From day one, however, Poretto has worked with longtime band director Linard McCloud who is one of the longest serving employees at Burke. They became fast friends and consider each other brothers. The only thing they don’t have in common is their choice in football teams.
“Mr. Poretto wants what is absolutely best for his students and he pushes them out of their comfort zone,” said McCloud. “I felt called to mentor him in the beginning because he was fresh out of college and so new to teaching. Today he is that mentor to many young teachers and certainly an influencer among his peers, and even the students.”

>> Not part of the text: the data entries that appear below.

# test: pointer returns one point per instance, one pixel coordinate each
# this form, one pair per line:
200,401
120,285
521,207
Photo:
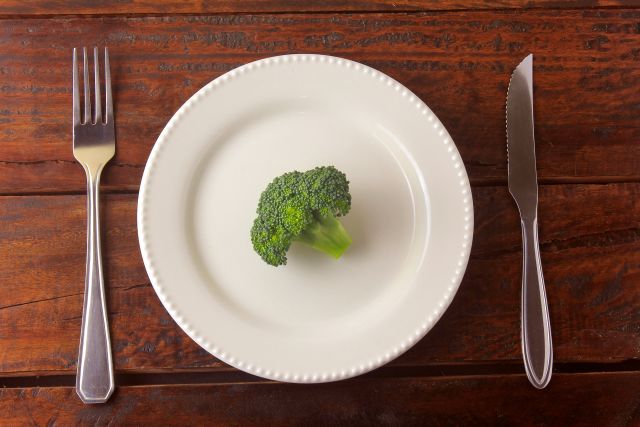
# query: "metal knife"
537,350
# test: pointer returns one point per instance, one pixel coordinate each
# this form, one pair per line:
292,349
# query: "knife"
537,350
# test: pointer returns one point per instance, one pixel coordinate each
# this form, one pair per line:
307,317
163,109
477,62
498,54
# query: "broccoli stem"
327,235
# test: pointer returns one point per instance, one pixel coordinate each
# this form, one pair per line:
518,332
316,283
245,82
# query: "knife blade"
537,349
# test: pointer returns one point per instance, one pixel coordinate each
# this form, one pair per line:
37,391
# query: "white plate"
315,319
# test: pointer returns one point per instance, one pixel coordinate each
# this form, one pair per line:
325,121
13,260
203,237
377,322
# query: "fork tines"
86,118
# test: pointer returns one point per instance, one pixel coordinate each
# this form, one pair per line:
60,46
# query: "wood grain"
28,8
590,237
587,71
578,400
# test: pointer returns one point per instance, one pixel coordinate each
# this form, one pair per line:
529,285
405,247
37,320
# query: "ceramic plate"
316,319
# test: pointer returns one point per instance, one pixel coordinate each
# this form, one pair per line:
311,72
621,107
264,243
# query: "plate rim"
404,344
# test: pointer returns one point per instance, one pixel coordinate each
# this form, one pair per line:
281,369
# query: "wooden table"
457,55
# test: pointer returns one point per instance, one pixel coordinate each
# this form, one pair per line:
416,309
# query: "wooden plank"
586,76
590,237
132,7
611,399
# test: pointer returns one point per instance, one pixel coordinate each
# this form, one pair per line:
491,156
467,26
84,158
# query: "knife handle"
537,349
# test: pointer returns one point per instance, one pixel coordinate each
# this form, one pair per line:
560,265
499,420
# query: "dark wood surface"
29,8
586,65
481,400
457,56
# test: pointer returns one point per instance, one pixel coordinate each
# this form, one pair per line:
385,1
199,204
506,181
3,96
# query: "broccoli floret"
302,206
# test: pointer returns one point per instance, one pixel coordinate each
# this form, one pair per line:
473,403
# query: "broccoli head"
302,206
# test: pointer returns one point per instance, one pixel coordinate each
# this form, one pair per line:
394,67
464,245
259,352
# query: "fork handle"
94,382
537,348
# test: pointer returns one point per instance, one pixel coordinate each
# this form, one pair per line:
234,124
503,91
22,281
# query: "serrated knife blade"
537,349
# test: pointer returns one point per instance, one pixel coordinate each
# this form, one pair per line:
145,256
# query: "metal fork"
93,146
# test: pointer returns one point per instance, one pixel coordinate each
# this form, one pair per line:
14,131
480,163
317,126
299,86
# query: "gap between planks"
234,376
406,10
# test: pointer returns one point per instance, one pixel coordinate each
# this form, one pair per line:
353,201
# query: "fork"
93,146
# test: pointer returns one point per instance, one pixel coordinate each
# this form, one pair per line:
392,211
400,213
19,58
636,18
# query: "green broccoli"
302,206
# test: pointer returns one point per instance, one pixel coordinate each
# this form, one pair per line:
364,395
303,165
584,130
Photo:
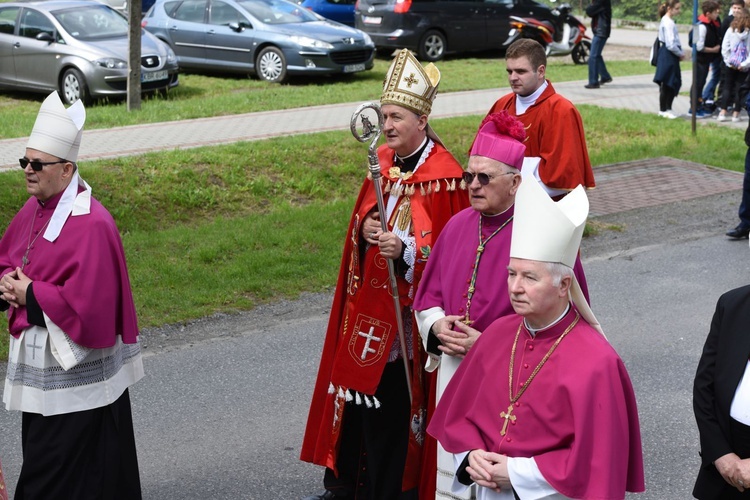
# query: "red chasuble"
554,132
577,419
362,303
80,280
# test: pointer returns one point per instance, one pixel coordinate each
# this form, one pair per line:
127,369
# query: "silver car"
77,47
271,38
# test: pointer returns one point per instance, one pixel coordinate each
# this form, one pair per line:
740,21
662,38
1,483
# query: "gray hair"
558,271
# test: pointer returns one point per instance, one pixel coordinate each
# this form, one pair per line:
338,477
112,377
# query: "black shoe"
739,233
326,495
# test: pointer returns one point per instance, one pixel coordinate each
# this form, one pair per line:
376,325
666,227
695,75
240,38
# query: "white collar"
523,102
71,203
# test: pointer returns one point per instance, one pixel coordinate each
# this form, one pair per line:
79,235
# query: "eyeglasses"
37,166
484,179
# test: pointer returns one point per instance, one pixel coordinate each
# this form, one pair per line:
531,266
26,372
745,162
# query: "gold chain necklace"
480,250
507,416
25,259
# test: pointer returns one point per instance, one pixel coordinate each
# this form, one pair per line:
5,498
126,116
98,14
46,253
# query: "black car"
432,28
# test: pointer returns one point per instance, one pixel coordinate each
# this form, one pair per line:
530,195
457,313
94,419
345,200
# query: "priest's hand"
488,469
390,245
13,287
734,470
458,343
371,227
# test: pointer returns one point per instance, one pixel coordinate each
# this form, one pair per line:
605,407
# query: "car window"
8,20
33,23
92,22
222,14
193,11
277,11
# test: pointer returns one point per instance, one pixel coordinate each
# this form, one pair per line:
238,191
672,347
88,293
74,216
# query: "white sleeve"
425,320
458,488
528,481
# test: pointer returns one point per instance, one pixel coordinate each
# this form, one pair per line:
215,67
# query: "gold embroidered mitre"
410,85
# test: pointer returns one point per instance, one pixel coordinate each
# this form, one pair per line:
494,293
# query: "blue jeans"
710,88
597,68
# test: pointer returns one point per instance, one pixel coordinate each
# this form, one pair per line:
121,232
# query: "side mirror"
45,37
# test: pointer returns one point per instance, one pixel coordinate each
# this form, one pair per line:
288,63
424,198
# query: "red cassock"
577,419
362,302
554,133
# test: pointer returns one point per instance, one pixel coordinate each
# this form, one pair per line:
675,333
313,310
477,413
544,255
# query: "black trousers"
83,455
372,451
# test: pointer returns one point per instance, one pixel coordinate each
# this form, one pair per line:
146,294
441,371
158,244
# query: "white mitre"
57,131
549,231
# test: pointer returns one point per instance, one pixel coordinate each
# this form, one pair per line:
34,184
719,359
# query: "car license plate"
154,76
351,68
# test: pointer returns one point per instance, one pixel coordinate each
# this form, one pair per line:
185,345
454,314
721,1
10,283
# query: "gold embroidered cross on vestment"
513,399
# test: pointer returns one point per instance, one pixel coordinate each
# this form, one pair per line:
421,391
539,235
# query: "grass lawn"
200,96
255,222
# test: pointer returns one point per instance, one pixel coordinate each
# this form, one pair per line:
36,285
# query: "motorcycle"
567,35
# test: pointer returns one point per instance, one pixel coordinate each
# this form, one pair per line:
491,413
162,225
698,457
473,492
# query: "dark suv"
433,27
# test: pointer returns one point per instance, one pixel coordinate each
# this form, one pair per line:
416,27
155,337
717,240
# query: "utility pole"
134,59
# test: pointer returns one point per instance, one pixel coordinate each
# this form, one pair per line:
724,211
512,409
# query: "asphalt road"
221,412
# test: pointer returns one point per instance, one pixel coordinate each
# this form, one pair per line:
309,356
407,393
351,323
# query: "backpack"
654,57
738,55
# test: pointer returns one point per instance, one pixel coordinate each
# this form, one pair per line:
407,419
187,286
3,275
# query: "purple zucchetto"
500,137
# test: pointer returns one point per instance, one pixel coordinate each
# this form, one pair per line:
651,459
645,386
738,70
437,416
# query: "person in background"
735,52
74,348
721,401
464,286
555,138
708,47
668,75
600,12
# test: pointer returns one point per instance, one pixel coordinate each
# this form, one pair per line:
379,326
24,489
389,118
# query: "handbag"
655,51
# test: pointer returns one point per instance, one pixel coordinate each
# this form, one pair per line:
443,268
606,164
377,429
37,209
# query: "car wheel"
73,87
271,65
432,47
581,52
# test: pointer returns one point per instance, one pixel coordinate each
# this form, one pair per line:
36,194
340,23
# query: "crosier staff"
372,133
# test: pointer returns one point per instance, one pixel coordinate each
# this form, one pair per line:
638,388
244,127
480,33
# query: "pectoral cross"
507,417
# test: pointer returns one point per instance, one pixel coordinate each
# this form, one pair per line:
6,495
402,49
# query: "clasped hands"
13,287
488,469
734,470
390,244
454,343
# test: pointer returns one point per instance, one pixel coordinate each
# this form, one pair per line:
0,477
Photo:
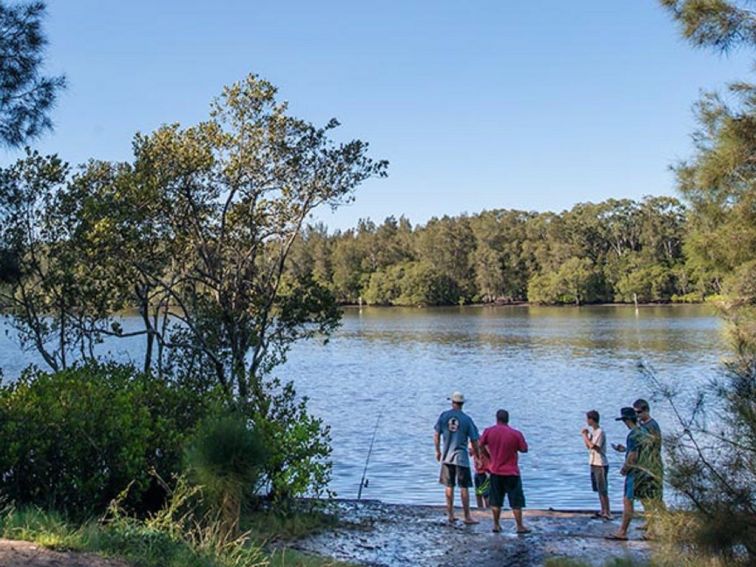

“I have really enjoyed the support the staff is given; this is a great school to be in,” said Poretto. What makes Burke truly special, though, is the students. I enjoy building relationships with them. I enjoy watching them set goals and make personal progress in all areas of their lives.”
Smith added that Poretto can always be seen providing assistance and support to countless numbers of students, co-workers, parents, and other school stakeholders.
“There’s never a time when he is not trying to assist someone with a specific need or helping to do something positive,” said Smith. “Mr. Poretto has consistently proven himself to be loyal, dedicated and trustworthy not only to me, but to all those that come in contact with him.”
“Science teaches problem solving and students are really required to put their skills to work,” said Poretto. “The discoveries they make just in learning the material also sparks interests in career paths they might not have ever considered.”
Traditionally, Poretto has been able to conduct marine science field trips at nearby Brittlebank Park. COVID-19 put that on hold but as soon as they are allowed again, the students will be down on the riverbank, casting and fishing and learning about our local estuaries.
“We are fortunate to be able to do hands-on learning right down the street,” said Poretto. “The Lowcountry provides a unique learning opportunity.”
In the meantime, Poretto is glad to have his students back in the classroom and able to properly use the labs. With the plexi-glass removed, the students can more efficiently complete their lab challenges.
Poretto said he is appreciative of CCSD and all that was done to advance learning last year amidst the pandemic. He is also proud of the curriculum the district provides on all levels and at each school. His son Aidan is a product of CCSD and is thriving as a sophomore at Wando High School.
“CCSD is a great place to have a career and get an education,” said Poretto.
“To paraphrase the Bulldog Band's old We're so Glad to Be a Bulldog refrain - "We're so glad that Poretto is a Bulldog," added Kemp. “While 25 years is a silver anniversary - John is golden with us!”